エネフィーさんは本の迷宮で大幅にレベルアップした上に、勇者のスキルを得ている。
リイネさんもアイラ姉に鍛えてもらっていたのか、いつの間にかレベル500を超えていた。
ステータス的にはほとんど差がない、勇者のスキルの分だけ、エネフィーさんがやや上なくらいだな。
この程度の差なら、勝敗がどちらに転ぶかわからない。
「それじゃあ······始め!」
オレの合図で二人の手合わせが始まった。
リイネさんとエネフィーさん、二人の闘いは軽い手合わせとは言えない凄まじいものだった。
「幻影刃!!!」
「光来魔弾剣!!!」
二人の剣技がぶつかり合う。
模擬剣同士とはいえ、本気で殺しにいってるのではと疑いたくなるほどの激しさだ。
この時点でアイラ姉なら止めていると思う。
「――――――おお〜、二人とも強いんやな〜。魔人領にも、こないに強いのそうはおらんで〜」
パールスは呑気にパチパチ拍手しながら、二人の闘いを見ている。
レベル900を超えるパールスから見たら、二人の闘いは笑って見学できるくらいのレベルなのだろう。
けど、オレはハラハラしながら見ている。
二人のぶつかり合いで起きた剣撃が、訓練場の至る所に飛び散り、壁や天井が崩れ落ちて危険なことになっている。結界を張っていなかったら、とっくにここは倒壊しているだろう。
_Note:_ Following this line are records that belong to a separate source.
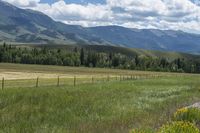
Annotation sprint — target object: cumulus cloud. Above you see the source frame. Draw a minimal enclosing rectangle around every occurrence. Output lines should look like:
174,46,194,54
2,0,200,33
5,0,40,7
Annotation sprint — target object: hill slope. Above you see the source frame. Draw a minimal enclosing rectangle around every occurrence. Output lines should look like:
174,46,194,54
0,0,200,53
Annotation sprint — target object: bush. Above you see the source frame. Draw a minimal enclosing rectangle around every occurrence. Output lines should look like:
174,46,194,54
158,121,199,133
173,108,200,126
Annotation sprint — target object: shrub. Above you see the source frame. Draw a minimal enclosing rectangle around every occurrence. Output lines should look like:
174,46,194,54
158,121,199,133
173,108,200,125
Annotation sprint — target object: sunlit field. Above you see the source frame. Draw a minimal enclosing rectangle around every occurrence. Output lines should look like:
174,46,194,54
0,64,200,133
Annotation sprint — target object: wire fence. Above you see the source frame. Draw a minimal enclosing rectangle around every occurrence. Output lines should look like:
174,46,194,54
0,75,170,90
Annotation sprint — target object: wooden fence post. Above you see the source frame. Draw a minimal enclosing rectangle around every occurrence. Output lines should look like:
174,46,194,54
36,77,39,88
74,76,76,86
92,76,94,84
57,76,60,86
2,78,5,90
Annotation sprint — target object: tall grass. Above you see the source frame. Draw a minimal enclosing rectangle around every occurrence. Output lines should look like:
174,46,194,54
0,76,200,133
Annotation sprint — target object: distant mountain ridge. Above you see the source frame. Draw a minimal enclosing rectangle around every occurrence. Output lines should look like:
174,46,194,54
0,0,200,54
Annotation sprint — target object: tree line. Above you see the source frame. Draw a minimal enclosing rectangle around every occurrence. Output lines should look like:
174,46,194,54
0,43,200,73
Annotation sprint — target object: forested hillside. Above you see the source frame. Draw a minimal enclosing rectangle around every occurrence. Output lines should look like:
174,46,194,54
0,43,200,73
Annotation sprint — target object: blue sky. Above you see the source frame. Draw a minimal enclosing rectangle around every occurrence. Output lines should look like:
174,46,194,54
41,0,106,4
5,0,200,33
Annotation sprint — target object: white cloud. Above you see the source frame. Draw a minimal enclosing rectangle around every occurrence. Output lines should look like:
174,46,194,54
2,0,200,33
5,0,40,7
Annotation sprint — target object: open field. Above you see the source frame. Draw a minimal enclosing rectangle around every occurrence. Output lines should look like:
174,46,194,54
0,64,200,133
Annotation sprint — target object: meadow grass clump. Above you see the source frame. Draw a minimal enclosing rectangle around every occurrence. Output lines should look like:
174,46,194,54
158,121,200,133
129,129,154,133
173,108,200,126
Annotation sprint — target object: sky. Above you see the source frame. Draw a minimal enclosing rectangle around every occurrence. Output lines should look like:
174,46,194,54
4,0,200,34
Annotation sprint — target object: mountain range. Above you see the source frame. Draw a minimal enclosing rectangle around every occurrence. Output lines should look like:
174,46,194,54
0,0,200,54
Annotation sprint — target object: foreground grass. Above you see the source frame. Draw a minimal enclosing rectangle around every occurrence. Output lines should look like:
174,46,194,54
0,76,200,133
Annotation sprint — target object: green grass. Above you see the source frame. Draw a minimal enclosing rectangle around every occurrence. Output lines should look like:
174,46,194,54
0,75,200,133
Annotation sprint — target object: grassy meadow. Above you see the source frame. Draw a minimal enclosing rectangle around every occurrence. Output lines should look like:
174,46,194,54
0,64,200,133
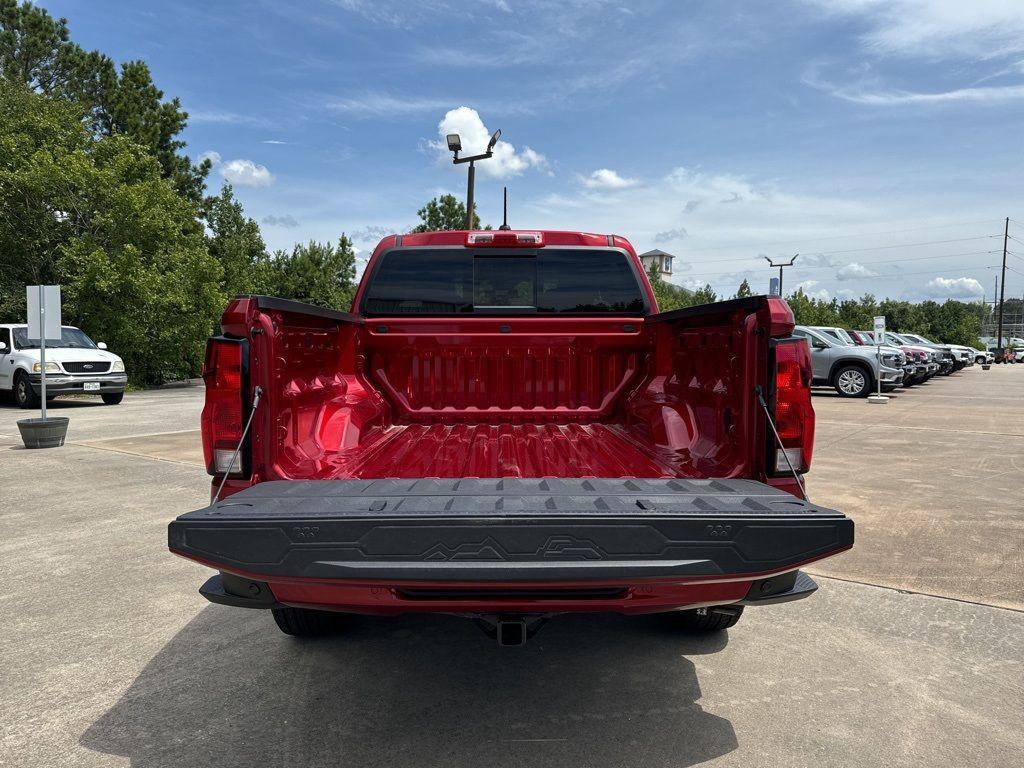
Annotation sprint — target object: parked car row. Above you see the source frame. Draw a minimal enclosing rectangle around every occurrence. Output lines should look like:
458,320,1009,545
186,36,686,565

二人が闘う前に止めるか、やはりアイラ姉を呼んでおくべきだったと、今更ながら後悔した。
「ふふっ、やるな、エネフィー!」
「降参するなら今の内ですわよ、リイネさん!」
二人の繰り出す剣技が、どんどん強力なものになっていっている。
とても模擬戦で使うような技ではない。
さすがにこれはヤバいと思い、止めようと声をかけたが、二人の耳に届いていない。
二人とも激しい闘いに興奮しているのか、完全に周りが見えていないようだ。
ついには剣技だけでなく、魔法まで使い出した。
これ、本気でマズくないか?
「聖」属性の治癒魔法や特級ポーションがあるから、どんな怪我でも治すことはできるけど、打ちどころが悪く、即死してしまえば治せない。
さすがにそんな事態にならないと思うが、二人の様子を見ていると、そんな保証はないように思う。
二人を止めようと動こうとした時、オレの手には例のモノが握られていた。